Currently we create a routing block to the dispatch block for every
predecessor of every entry. So the total number of routing blocks
created will be (# of preds) * (# of entries). But we don't need to do
this: we need at most 2 routing blocks per loop entry, one for when the
predecessor is inside the loop and one for it is outside the loop. (We
can't merge these into one because this will creates another loop cycle
between blocks inside and blocks outside) This patch fixes this and
creates at most 2 routing blocks per entry.

This also renames variable Split to Routing, which I think is a bit
clearer.

Diff Detail

Repository
rL LLVM

Event Timeline

aheejin created this revision.Mar 16 2019, 10:44 AM
aheejin added a comment.EditedMar 16 2019, 10:49 AM

@kripken I wonder how much this will reduce in code size... How can I test with malloc or fannkuch (or other benchmarks)? (Where is the source / and what are the command line options you use?)

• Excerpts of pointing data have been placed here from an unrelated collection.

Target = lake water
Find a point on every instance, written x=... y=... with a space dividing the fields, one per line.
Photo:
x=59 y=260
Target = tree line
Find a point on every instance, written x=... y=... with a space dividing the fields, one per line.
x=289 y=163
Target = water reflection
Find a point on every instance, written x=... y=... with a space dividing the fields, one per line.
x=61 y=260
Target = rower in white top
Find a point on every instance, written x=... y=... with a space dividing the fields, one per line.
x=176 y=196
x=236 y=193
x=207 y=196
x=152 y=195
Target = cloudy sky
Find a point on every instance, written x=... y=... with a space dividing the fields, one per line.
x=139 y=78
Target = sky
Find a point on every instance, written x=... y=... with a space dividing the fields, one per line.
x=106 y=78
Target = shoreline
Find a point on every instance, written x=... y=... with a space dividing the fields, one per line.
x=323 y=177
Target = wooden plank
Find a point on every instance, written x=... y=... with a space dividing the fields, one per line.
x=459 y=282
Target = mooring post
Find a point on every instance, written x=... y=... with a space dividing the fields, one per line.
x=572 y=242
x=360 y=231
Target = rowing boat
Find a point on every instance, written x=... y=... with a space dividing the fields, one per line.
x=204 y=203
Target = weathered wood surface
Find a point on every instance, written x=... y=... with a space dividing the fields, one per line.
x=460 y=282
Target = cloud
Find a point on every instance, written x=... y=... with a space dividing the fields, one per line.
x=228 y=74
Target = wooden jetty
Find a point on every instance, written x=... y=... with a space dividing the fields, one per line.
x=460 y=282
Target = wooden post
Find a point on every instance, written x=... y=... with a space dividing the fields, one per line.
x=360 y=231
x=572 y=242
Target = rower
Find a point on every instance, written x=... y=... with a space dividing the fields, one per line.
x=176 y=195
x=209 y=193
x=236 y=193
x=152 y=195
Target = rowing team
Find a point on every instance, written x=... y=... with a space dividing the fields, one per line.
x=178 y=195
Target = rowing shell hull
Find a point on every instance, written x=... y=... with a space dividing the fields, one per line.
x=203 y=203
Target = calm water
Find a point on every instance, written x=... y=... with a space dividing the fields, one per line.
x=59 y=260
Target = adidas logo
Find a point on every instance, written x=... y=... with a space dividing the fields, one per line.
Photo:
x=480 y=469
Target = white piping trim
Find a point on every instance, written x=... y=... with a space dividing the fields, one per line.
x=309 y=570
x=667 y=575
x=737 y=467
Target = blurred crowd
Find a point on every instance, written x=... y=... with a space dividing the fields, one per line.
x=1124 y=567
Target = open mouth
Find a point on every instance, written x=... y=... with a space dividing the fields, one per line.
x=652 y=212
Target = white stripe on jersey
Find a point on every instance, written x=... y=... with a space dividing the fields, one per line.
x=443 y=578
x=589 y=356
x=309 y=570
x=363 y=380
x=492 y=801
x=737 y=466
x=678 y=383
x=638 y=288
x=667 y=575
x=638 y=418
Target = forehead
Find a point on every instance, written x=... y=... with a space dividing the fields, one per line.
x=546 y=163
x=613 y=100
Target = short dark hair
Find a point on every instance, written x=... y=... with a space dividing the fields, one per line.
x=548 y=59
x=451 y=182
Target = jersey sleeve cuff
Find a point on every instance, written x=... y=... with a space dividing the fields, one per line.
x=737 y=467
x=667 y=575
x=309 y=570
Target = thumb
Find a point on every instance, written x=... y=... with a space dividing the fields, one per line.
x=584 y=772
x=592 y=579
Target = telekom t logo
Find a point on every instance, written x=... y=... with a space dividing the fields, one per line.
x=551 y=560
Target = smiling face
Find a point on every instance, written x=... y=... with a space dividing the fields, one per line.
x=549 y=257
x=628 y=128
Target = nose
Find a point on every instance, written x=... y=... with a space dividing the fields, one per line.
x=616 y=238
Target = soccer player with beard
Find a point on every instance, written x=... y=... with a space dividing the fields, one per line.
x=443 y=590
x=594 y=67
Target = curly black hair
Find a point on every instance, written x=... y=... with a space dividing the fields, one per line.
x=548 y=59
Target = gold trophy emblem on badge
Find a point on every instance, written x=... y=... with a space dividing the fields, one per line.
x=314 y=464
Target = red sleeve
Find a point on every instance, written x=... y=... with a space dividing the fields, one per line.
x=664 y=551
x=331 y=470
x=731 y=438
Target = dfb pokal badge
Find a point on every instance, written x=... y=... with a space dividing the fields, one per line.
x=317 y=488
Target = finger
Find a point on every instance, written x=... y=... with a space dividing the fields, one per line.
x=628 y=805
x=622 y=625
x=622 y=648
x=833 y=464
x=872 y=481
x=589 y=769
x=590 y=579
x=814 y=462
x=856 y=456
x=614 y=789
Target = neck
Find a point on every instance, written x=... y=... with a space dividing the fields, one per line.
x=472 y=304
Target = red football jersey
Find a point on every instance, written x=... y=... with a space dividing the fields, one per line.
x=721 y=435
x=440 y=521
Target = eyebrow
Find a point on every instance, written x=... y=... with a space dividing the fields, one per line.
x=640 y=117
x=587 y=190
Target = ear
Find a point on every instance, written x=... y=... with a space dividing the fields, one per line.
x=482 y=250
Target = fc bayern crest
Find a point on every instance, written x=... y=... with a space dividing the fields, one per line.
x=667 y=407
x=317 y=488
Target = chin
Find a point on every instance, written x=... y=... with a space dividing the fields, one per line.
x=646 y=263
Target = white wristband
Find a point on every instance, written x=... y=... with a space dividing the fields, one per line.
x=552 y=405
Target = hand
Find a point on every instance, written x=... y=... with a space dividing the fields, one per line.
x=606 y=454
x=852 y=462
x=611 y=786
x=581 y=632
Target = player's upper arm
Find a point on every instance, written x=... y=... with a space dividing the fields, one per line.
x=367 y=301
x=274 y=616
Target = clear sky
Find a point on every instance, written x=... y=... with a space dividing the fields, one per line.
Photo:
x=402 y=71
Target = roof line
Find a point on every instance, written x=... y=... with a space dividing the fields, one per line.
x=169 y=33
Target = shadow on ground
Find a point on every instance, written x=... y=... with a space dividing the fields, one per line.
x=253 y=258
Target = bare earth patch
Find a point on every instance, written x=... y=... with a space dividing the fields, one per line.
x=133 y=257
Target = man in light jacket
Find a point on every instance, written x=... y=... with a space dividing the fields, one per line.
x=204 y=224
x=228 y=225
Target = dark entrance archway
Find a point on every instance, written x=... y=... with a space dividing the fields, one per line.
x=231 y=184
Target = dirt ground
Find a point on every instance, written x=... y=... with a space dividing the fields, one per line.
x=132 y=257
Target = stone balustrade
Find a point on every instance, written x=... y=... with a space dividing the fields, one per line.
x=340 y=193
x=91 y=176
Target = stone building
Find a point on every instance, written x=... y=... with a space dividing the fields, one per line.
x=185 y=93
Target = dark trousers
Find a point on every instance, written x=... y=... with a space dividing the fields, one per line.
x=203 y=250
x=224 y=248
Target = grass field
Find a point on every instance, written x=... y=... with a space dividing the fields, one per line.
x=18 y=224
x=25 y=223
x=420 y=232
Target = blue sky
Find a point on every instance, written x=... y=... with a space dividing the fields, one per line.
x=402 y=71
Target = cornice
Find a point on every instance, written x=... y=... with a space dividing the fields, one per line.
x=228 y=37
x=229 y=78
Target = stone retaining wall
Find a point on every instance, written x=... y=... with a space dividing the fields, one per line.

aheejin marked an inline comment as done.Mar 16 2019, 10:50 AM
aheejin added inline comments.
lib/Target/WebAssembly/WebAssemblyFixIrreducibleControlFlow.cpp
406 ↗(On Diff #190978)

This was previously DenseMap, but I changed this to std::map because to use std::pair as a key to DenseMap I need to write DenseMapInfo routines and I don't think it's really worth it because this map will be quite small anyway.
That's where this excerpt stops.